6.5 Relation between structural homeostasis and ${{\mathcal {L}}}'$

This section shows that each structural subnetwork ${{\mathcal {K}}}_\eta $ is core equivalent to the ${{\mathcal {L}}}'$ having the same input node. Specifically, we show that the input and output nodes in ${{\mathcal {K}}}_\eta $ are adjacent super-simple and that no other nodes in ${{\mathcal {K}}}_\eta $ are super-simple.

Proposition 6.8

Let ${{\mathcal {K}}}_\eta $ be an input–output subnetwork of ${{\mathcal {G}}}$ associated with an irreducible structural homeostasis matrix $B_\eta $ in (4.3). Then the input and output nodes of ${{\mathcal {K}}}_\eta $ are super-simple nodes.

Proof

We prove this theorem by proving that both the input and output nodes $\ell $ and j of ${{\mathcal {K}}}_\eta $ are on the $\iota o$-simple path associated with $\alpha $ for all summands $\alpha $ of $\det (H)$. Theorem 3.2 (the determinant theorem) implies that $\alpha $ has the form $F_S g_{C_S}$ where S is an $\iota o$-simple path, $C_S$ is the complementary subnetwork to S, $F_S$ is the product of the coupling strengths within S, $J_{C_S}$ is the Jacobian matrix of the admissible system corresponding to $C_S$, and $g_{C_S}$ is a summand in $\det (J_{C_S})$.

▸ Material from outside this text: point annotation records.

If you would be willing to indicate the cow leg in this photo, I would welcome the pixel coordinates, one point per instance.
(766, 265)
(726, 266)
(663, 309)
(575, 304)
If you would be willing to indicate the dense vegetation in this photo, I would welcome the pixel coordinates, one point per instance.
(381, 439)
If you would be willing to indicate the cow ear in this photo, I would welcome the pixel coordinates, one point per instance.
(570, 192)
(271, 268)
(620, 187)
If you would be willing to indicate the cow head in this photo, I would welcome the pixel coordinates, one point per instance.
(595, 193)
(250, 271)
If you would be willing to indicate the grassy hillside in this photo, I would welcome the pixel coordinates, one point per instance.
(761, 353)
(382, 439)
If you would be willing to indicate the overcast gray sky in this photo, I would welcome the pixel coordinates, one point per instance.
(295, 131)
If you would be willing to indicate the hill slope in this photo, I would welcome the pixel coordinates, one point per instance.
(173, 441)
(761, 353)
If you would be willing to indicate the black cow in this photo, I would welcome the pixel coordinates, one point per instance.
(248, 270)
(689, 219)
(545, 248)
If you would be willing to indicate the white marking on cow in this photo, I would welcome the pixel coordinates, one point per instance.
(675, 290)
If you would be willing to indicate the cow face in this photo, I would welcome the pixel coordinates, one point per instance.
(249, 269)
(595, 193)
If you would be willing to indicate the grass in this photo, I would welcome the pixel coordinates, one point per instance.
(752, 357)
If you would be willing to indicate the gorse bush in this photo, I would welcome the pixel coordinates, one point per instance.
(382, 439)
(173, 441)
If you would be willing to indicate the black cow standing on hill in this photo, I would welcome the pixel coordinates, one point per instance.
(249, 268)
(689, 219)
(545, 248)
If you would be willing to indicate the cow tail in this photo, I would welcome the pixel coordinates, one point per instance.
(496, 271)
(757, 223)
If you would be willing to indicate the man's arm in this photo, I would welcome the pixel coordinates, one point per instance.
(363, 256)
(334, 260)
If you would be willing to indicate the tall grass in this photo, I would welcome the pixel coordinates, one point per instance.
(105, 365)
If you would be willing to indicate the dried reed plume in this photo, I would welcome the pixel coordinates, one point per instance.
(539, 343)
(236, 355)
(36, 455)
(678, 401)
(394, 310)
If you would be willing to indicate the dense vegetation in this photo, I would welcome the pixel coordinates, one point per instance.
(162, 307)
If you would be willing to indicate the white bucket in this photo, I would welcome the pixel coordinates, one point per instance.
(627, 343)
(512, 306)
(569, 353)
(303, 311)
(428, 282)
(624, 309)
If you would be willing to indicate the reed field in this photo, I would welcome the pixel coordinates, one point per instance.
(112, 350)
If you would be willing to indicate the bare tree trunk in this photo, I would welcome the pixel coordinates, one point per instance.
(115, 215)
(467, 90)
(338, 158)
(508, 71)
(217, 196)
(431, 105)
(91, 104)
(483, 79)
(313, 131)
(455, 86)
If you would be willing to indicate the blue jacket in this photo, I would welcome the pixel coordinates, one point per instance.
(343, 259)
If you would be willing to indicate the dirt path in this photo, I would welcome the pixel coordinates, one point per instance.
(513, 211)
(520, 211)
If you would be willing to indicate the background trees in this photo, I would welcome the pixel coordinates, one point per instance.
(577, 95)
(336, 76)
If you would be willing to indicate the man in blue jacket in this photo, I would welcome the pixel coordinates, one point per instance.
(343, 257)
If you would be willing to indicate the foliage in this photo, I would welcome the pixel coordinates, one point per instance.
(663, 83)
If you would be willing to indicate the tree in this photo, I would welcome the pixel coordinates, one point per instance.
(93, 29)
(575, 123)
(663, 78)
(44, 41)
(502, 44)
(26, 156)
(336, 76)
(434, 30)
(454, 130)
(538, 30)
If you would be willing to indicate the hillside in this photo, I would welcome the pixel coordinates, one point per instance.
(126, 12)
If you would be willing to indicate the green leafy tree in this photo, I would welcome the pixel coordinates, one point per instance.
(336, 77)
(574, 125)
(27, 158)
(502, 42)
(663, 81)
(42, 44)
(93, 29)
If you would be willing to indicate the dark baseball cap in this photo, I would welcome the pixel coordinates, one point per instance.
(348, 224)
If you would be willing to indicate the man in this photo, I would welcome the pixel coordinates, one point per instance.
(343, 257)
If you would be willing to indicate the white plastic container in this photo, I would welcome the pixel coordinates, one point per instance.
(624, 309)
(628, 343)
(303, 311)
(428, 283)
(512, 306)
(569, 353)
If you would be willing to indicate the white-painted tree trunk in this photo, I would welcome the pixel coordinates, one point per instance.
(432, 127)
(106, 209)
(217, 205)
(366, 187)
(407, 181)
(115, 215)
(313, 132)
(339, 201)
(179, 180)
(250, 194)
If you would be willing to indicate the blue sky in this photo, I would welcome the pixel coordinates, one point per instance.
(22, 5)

It follows from Lemma 4.6 that the summands of form (4.2) are the summands of A times the summands of $B_\eta $ times the summands of E. Hence, every nonzero summand of $\det (H)$ contains a nonzero summand of $\det (B_\eta )$ as a factor. Since $\ell $ and j are the input output nodes for the homeostasis matrix $B_\eta $, it follows that every nonzero summand of $\det (B_\eta )$, and hence $\det (H)$, has both $f_{m,x_\ell }$ (where m is one of $\rho _1,\ldots ,\rho _{k-1}, j$) and $f_{j,x_n}$ (where n is one of $\rho _1,\ldots ,\rho _{k-1}, \ell $) as factors.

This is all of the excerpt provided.